You can also boot from the Ghost 9 CD, and tell it to restore a file/folder/partition from your usb drive to a new hard drive if needed.  (You should test restoring a small file with the Ghost 9 CD to verify everything).

A lot of this is covered in the Ghost 9 manual.

Hi fayb, I don't think it is a question of whether you could do the same on an external USB drive rather than finding a more efficient way of doing a full backup.

First of all, it depends on how many applications you are running on your machine and how often you uninstall them and install new ones. The reason I ask was because, through my own habit of regularly updating and looking to install/trial newer software, I am more likely to cause a lot of residual clutter within "gaps and cracks" in the Windows Registry and the usual directories. For that matter, I am more likely to clean-install a lot of stuff quite often and even the OS, once in a while. I do not personally practise cloning the whole drive as I prefer to stay on top of good housekeeping to minimise downtime bar a HDD crash.

If you are in a similar situation as I am, then I suggest that you may like to consider looking at what I do, for backing up data.

1.  I regularly backup/update onto rewritable_DVDs (formatted and used like 1.44MB floppy disks, except that a 4.3GB DVD has over 3,000 times more storage capacity) my personal and work data.

2.  I reserve a complete partition on the main HDD for installing all other software into (instead of the Windows default Program Files directory. I categorise applications into separate directories (since I have a couple of hundred programs installed at any one time) for easy administration. I leave the OS on its own partition so that when I do need to clean-install the OS, many of the files/backup files/logs and etc would not be affected should I require to reformat the partition where the OS is installed. I may have to reinstall most of the applications anyway but I have an installation footprint in their undisturbed directories for that matter.

3.  For my backups and archives, my setup is a 300GB SATA2 (3Gb/s) 16MB-cache HDD connected externally through the PCMCIA SATA card on my laptop. This is a lot quicker than the USB 2.0 interface and more "hot-pluggible" as well because of the SATA connection. This SATA2 HDD setup transfers data up to 3 times faster (bottle-necked only at the 1.5Mb/s PCMCIA SATA card) than my resident 60GB HDD inside my (AMD64 mobile-Athlon 3200+ processor) laptop itself. I could almost run everything from this external HDD when I'm not out and about with my laptop.
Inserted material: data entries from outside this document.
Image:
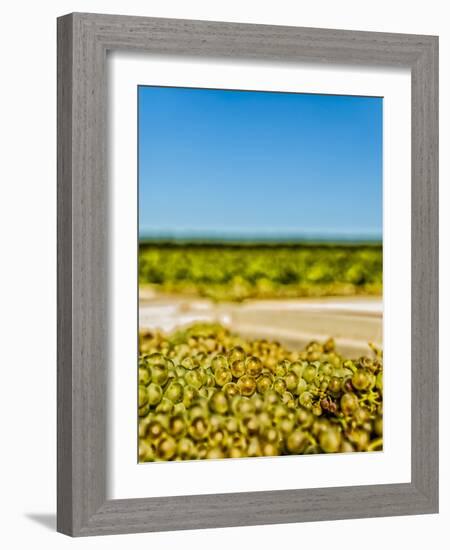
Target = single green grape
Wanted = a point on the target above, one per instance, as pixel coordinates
(174, 392)
(145, 376)
(330, 440)
(223, 376)
(253, 366)
(238, 368)
(219, 402)
(246, 385)
(154, 394)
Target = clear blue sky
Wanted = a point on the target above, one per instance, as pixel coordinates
(259, 164)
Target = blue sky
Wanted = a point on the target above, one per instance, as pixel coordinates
(259, 164)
In order for you to utilise your backup cloned drive, just make sure you have at least a dual-OS setup to access the backup device as well as the corrupted drive or partition in question.

Hope this helps.


Fayb, external usb2 drives are very popular for storing backups.  But, you should distinguish between two different types of backups:  clones (exact copy of original, like what you did), and sector backup images (an image of your partition stored on another physical drive in a compresed file format.)
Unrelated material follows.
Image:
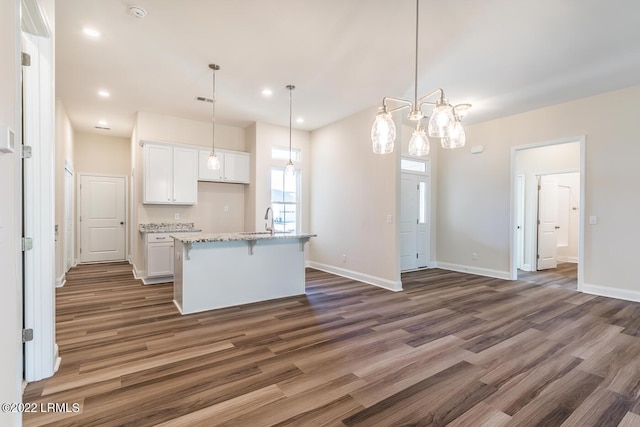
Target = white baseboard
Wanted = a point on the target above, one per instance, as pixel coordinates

Drive Image (which I used to use myself) was bought out by Symantec.  It was Ghost 9, and now Ghost 10.  You can find Ghost 9 on eBay for a very reasonable price (less than $20).

The advantage of Ghost 9 or 10 backup images is that you can create several backups (one per week or month) and save a few months.  To restore from a failed hard drive, you put a new drive in, boot from the Ghost cd, and restore from your backup usb2 drive.  You can also create the backup while Windows xp or 2000 is running.

Another nice feature of the usb2 drive is that you can move it to a laptop for laptop backup as well.  Since the backup images are in effect files, you can create folders for LAPTOP and another folder for DESKTOP and keep both!
faybAuthor Commented:

When I clone to an external drive, can I first make it unallocated with partition magic and then use drive image to clone the internal drive?

Does Ghost 9 eliminate the need to unallocate the external drive?